Universal background checks and banning high-capacity magazines won’t change much
First, huge numbers of high-capacity magazines are already in circulation. Under the last ban, the price went up, but they were still available, and more have been made and sold since. Even if sales of existing magazines are forbidden, they’ll still exist, and change hands quietly. That is, aside from the ones that people are already manufacturing on hobbyist 3D printers or in metal shops. Getting existing magazines out of circulation is a non-starter, since nobody knows where they are and most owners are unlikely to surrender them when keeping the things is essentially a risk-free enterprise.

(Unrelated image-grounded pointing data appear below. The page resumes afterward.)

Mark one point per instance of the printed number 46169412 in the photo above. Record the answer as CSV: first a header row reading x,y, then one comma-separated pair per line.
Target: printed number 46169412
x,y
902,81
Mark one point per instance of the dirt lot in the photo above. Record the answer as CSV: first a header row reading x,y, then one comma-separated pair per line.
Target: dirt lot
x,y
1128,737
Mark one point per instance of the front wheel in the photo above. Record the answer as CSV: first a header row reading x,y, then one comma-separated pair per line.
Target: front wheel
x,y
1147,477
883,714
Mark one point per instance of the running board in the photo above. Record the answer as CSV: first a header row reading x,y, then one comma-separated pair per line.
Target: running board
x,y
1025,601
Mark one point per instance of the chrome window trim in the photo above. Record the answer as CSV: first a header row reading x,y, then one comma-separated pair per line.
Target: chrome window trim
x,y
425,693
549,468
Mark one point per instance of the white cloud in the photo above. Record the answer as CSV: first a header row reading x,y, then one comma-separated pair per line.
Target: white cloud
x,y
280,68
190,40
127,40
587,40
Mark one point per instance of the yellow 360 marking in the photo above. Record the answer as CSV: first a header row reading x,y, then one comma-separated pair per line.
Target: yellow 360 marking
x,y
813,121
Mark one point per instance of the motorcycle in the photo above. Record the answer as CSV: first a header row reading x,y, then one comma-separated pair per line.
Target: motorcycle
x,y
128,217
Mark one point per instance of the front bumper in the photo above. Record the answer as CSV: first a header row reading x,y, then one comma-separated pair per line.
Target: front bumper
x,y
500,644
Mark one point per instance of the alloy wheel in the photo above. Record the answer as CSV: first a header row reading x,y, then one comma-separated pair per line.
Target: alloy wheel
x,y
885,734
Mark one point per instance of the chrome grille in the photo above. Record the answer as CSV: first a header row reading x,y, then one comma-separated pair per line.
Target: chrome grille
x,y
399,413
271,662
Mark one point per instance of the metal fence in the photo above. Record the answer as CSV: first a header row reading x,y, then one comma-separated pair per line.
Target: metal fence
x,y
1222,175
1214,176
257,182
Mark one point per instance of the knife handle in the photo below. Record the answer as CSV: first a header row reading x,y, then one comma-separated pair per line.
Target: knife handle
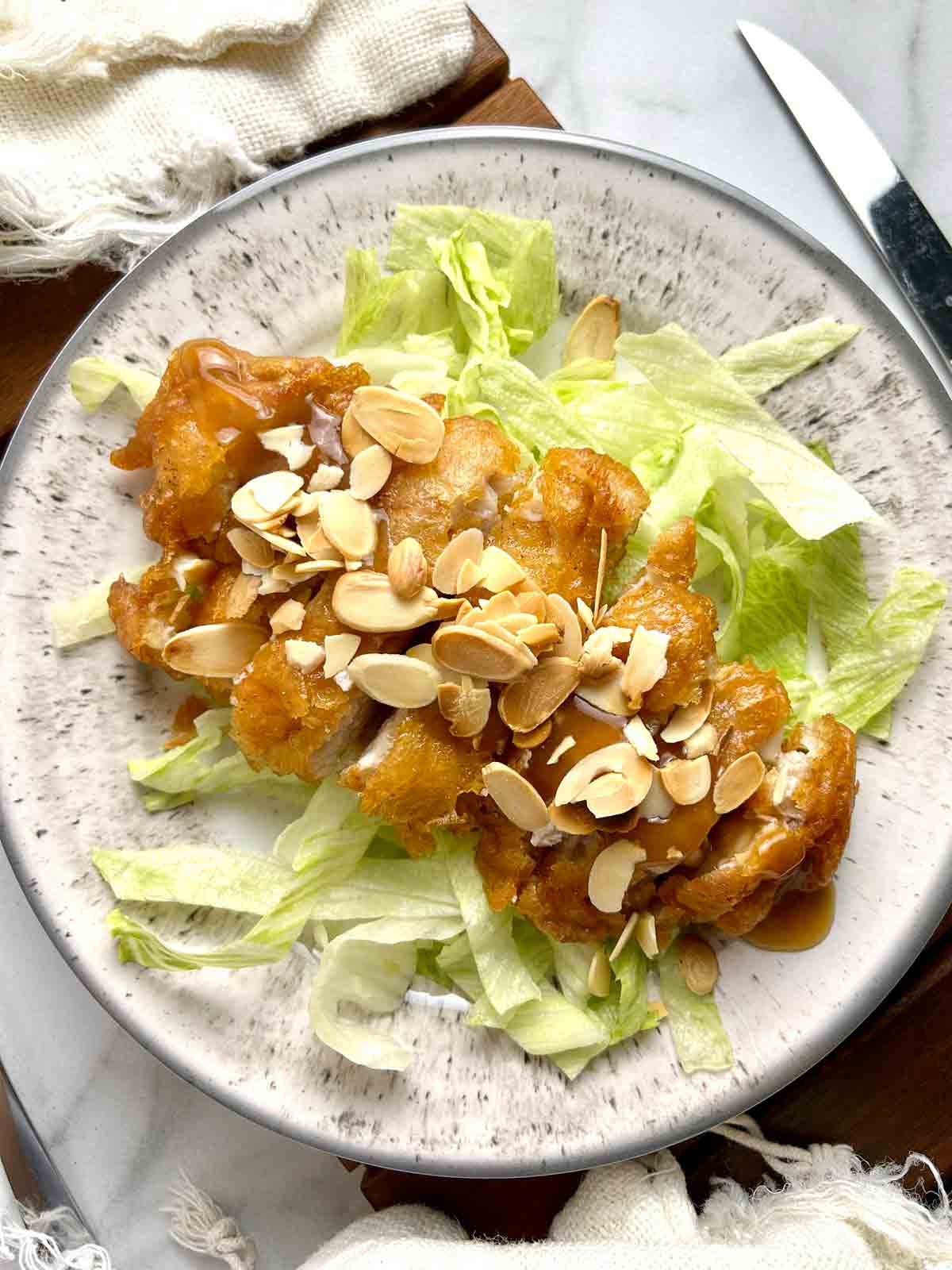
x,y
919,258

Which is the same problem faced by the “universal background checks” Biden insists are part of the emerging consensus he perceives among the people who already agree with him. The background check brainstorm is a bone thrown to people who heard somewhere about a “gun show loophole” — not realizing that most private owners can sell free of paperwork requirements anywhere, in the majority of states, while commercial dealers have to do background checks, even at gun shows. Americans own an estimated 270 million firearms (PDF), most of them unregistered. Even records in those few states that require some sort of registration are compromised by the fact that owners move out of state, or in-state from elsewhere, and the lists become inaccurate and unreliable over time. A gun owner in New Jersey, for instance, where multiple levels of paperwork are maintained, could move to bureaucracy-free Arizona, then move back to Trenton (for reasons I could never fathom) and plausibly deny still owning any of the guns the state of New Jersey meticulously recorded.